Continuous Improvement Arrangements in the Northern Ireland Policing Board
Section 28 of the Police (Northern Ireland) Act 2000 requires the Northern Ireland Policing Board to make arrangements to secure continuous improvement in the way its functions, and those of the PSNI Chief Constable, are exercised, having regard to economy efficiency and effectiveness. The Board is required to prepare and publish a performance plan for each financial year, detailing how the continuous improvement arrangements are to be implemented. It also needs to prepare and publish a performance summary. The Comptroller and Auditor General is required to audit the performance plan and summary and to send a report to the Board, the Chief Constable and the Department of Justice for Northern Ireland.
Our report will:- examine whether the Policing Board has prepared and published a performance plan and a performance summary in accordance with the Act;
- examine whether the Policing Board has established arrangements for delivering continuous improvement;
- put forward recommendations for further improvement
This will be the second report published by the Northern Ireland Comptroller and Auditor General following the devolution of Policing and Justice powers to the Northern Ireland Assembly in April 2010.
We aim to publish this report in early 2012.
Contact:
Tel: (028) 9025 4345
Billy Fitzsimons (Audit Manager)
Tel: (028) 9025 1092
Review of the Efficiency Delivery programme
As part of the 2008-11 Budget process the Northern Ireland Executive agreed that departments should work to deliver cumulative efficiency savings of 3% a year over the period 2008-09 to 2010-11. In July 2011 departments reported that £1,600 million of resource releasing efficiency savings had been achieved against a target of £1,605 million (99.7% of the cumulative 3 year target).

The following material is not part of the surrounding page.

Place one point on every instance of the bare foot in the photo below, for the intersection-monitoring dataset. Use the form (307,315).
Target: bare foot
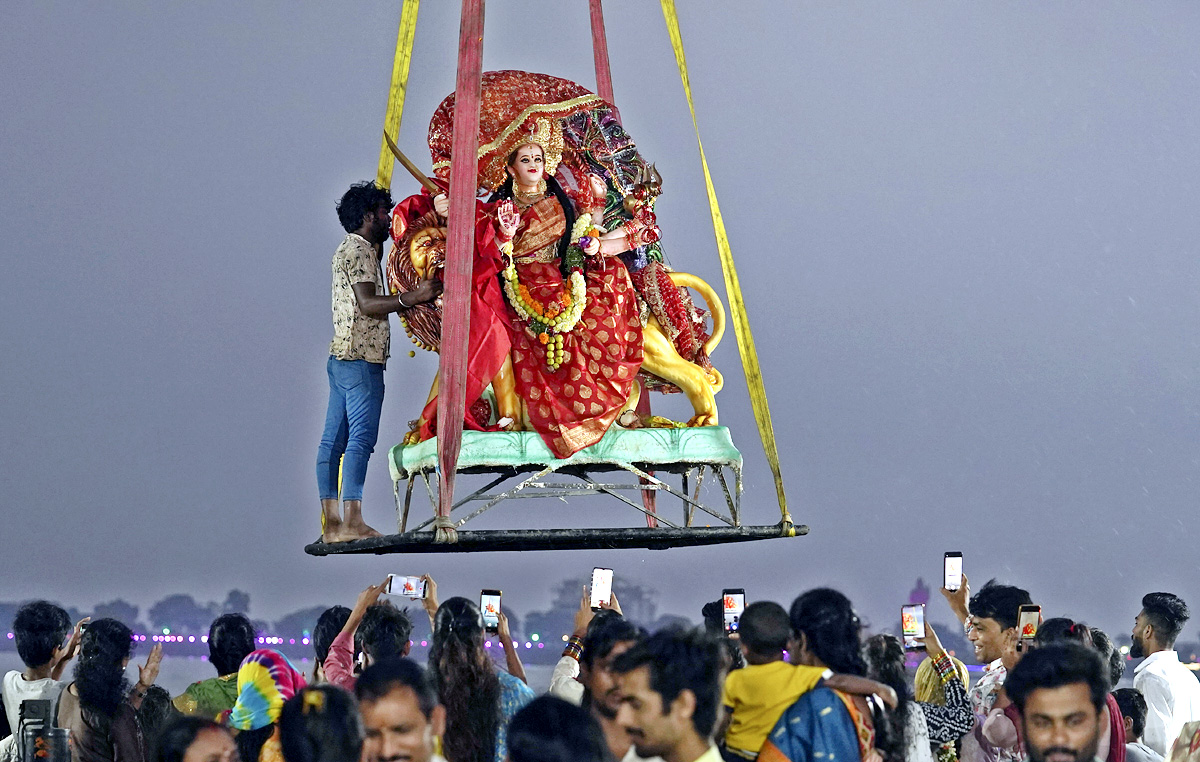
(361,531)
(337,532)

Our review examines a sample of 42 efficiency projects drawn from the four largest spending departments (DE, DEL, DRD and DHSSPS). We have considered the extent to which these projects have complied with the common criteria identified in the extensive guidance available. Efficiency projects should:
- Reduce the number of inputs – (for example expenditure), while maintaining the same level of service provision;
- Be quality neutral – the quality of service should not deteriorate and priority front-line services should not be adversely affected;
- Be net of costs – efficiency savings should be net of all upfront and investment costs;
- Not transfer costs to others – efficiencies savings should not include costs passed onto other parts of the public sector or to service users; and
- Be sustainable – efficiencies must be sustainable and not the result of shifting expenditure from one year to another.

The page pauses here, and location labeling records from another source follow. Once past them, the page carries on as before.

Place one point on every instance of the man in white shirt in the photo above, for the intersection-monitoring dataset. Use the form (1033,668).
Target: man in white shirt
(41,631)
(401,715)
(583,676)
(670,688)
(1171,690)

Our review will also make recommendations on the management and measurement of future efficiency initiatives. These are likely to remain a key feature of the public expenditure agenda particularly as public expenditure is now falling in real terms.
We aim to publish this report in Spring 2012.
Tel: (028) 9025 1011
Jacqueline O’Brien (Audit Manager)
Tel: (028) 9025 1056
Invest NI: a performance review
Since its formation in April 2002 to March 2011, Invest NI has spent almost £1.5 billion. Invest estimates that this has resulted in the promotion of 35,600 new jobs, the safeguarding of 17,000 jobs and investment of £5.5 billion in the local economy. Our study reviewed Invest’s performance against its Corporate and Operating Plan targets. We also examined other key aspects of performance including the efficiency and effectiveness of Invest’s main assistance programmes, the numbers of promoted jobs which were actually created, as well as the quality of these.
To complement the review of performance against Invest’s own targets, we undertook a benchmarking exercise. This compared Invest with other economic development agencies in the United Kingdom and the Republic of Ireland. We also reviewed Invest’s progress in implementing its major change management programme – Transform - and the extent to which this addresses the recommendations of the Independent Review of Economic Policy (IREP) (the Barnett Review).
We aim to publish this report in early 2012.